Menanggapi serangan tarif dari Gedung Putih, pihak Kanada menyatakan kesiapannya untuk melakukan langkah balasan ekonomi yang setara guna melindungi kedaulatan industri dalam negeri mereka. Mark Carney, tokoh kunci dalam tim negosiasi Kanada, menegaskan bahwa negaranya tidak akan mundur dalam menghadapi tekanan perdagangan ini. “Kami akan membalas secara dolar demi dolar,” tegas Mark Carney dalam pernyataan resminya menanggapi kenaikan tarif tersebut.

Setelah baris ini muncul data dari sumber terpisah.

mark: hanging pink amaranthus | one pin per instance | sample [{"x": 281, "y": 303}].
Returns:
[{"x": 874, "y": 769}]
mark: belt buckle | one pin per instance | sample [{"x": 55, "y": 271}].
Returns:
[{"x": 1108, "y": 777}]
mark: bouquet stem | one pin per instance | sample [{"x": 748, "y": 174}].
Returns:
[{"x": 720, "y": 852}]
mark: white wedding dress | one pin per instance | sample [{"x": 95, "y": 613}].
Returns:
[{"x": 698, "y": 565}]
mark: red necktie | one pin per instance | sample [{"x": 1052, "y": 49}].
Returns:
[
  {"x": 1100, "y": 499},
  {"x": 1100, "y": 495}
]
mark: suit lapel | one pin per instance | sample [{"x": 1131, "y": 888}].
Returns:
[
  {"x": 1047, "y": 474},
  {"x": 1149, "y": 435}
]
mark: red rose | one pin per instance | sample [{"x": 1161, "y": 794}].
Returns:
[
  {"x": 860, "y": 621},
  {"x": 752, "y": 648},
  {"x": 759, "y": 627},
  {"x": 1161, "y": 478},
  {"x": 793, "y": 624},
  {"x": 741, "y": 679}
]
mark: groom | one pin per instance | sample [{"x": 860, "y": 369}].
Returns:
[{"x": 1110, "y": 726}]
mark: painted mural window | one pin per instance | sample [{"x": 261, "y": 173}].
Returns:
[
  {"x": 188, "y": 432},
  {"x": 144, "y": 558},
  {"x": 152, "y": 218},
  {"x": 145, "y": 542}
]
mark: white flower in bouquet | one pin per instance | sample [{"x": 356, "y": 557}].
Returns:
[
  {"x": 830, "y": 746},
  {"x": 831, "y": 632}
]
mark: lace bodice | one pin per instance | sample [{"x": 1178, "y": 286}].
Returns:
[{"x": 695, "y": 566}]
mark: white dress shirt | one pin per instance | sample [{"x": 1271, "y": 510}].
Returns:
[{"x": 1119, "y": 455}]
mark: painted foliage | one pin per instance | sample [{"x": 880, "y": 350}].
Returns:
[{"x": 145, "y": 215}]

Hingga berita ini diturunkan, belum ada jadwal pasti mengenai kapan negosiasi perdagangan antara Amerika Serikat dan Kanada akan dilanjutkan kembali. Para pengamat ekonomi mengkhawatirkan bahwa perang dagang ini dapat mengganggu stabilitas pasar global jika tidak segera ditemukan titik temu diplomatik. Situasi ini pun memaksa para pelaku usaha untuk meninjau ulang strategi perdagangan mereka di tengah ketidakpastian kebijakan tarif yang terus berubah.